Church Life in the Second and Third Centuries

Key Points During this Time

  • After an intensive and often lengthy period of preparation, converts were initiated into Christianity through a highly symbolic baptism ritual
  • Christians were in the habit of meeting on Sundays and other times for worship and instruction; celebrating the Eucharist was central to Sunday gatherings
  • The church was known for advocating high standards of personal morality, including sexual behavior and charity
  • Women were prominent in the story of early Christianity, as celebrated martyrs, in special roles of church service, and defining new social roles through celibacy
  • Christian hope of bodily resurrection supplied a powerful testimony. Christian expectations included chiliastic and non-chiliastic understandings of the end times.

Summary

Although early Christian practices exhibit the influence of their social contexts, they also display distinctive features and definitively Christian expressions. Christians took seriously the matter of initiation into the church, requiring converts to undergo an intensive period of instruction and preparation prior to baptism. Understanding of doctrine and the practice of Christian moral behavior were expected. The baptismal ritual itself showed great care and abundant symbolism. Although initially baptism seems to have been intended for those capable of making a mature commitment, in time infant baptism came to be a routine practice. Christian art depicting baptism illuminates our understanding of early Christian conceptions of this ritual.

Christians were in the habit of meeting on Sundays from the earliest times, in commemoration of Jesus’ resurrection. Weekly assemblies included the reading of Scripture, preaching, hymnody, prayer, and taking up collections for those in need, but centered on the celebration of the Eucharist. As a mystical participation in Jesus’ body and blood, the Eucharist functioned as an argument against Docetic and Gnostic interpretations of the incarnation. By the late third century, the unbaptized were excluded from the eucharistic portion of the assembly.

In addition to weekly assemblies, Christians met for worship and agape meals at other times. They observed regular fast days and had other personal devotions. The apologists stressed the high moral standards of Christians, pointing to their ethics as an argument for the truth of Christianity. Dependent partly on Jewish moral instruction, the moral philosophy of the day, and Jesus’ own teaching and example, Christians claimed a spiritual power to live extraordinary lives. Many early Christian texts focus on moral behavior, including celibacy as an expression of extreme devotion to God in Christ. Christian attitudes towards the state and military service remained ambivalent.
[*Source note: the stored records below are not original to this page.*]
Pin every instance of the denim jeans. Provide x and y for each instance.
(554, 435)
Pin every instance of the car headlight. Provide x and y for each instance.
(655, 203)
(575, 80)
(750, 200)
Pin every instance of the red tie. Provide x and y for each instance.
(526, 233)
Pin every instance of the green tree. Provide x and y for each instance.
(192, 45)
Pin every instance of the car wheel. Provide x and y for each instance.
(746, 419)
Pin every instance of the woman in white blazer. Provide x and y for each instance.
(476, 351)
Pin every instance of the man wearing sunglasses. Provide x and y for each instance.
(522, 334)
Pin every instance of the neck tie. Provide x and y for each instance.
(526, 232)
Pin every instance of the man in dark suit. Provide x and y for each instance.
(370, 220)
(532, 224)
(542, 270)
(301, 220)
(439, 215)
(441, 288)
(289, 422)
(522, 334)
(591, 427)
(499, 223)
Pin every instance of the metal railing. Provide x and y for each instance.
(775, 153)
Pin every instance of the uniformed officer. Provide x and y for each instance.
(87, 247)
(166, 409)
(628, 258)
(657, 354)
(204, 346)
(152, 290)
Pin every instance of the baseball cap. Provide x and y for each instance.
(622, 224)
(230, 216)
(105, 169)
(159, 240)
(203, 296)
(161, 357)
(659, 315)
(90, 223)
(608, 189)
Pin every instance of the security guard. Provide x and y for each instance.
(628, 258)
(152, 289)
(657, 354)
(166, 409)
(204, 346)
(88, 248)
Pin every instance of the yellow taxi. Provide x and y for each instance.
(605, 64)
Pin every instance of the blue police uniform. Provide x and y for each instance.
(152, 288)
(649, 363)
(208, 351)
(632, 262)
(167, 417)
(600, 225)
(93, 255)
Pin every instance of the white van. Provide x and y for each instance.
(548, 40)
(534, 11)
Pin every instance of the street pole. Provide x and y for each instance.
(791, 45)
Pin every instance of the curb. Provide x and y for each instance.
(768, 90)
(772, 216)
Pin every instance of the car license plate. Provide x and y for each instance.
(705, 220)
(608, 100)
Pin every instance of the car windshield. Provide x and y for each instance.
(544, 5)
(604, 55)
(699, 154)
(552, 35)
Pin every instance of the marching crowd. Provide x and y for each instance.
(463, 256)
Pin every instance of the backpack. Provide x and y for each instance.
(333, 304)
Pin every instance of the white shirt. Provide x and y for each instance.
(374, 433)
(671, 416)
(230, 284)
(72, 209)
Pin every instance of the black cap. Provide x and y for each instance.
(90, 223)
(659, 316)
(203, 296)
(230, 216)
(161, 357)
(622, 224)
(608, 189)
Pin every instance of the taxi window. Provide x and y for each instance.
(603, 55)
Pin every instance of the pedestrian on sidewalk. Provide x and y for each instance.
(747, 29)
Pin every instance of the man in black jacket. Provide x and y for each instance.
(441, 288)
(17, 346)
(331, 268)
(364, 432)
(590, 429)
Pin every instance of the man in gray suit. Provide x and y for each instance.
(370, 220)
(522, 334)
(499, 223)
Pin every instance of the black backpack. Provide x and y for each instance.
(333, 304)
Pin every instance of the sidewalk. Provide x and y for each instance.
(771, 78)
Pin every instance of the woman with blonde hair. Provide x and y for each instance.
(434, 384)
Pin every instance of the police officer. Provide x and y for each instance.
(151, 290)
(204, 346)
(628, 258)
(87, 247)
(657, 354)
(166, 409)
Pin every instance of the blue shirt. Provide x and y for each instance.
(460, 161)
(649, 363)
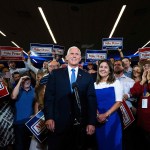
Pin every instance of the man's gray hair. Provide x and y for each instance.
(71, 48)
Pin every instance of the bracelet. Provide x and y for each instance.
(97, 115)
(108, 113)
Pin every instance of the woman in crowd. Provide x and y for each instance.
(136, 73)
(6, 114)
(109, 96)
(141, 91)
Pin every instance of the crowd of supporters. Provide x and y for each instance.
(26, 87)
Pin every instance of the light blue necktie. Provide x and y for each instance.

Women played a prominent role in the growth and stability of the early church. Many subverted social expectations by choosing to adopt lives of celibacy. Some became heroines as martyrs. Although women seem not to have been commonly involved in preaching and presiding at liturgical functions, in roles such as that of deaconess they served the church in key ways.

Christian attitudes towards death were very impactful as a part of the Christian witness. Christians observed many of the same burial practices as their Jewish and pagan neighbors, yet inscriptional and artistic evidence shows the hope with which Christians faced death. Partly as a matter of biblical interpretation and partly in response to Marcion and Gnostics, some Christian teachers held to a chiliastic understanding of the end, in which Christ would assume the rule of earth from Jerusalem for 1000 years after his return. The more pervasive view of the end saw the promised millennium as a more symbolic or spiritual event. Both groups taught the resurrection of the body and maintained the vindication of the righteous in the final judgment, resulting in heavenly reward.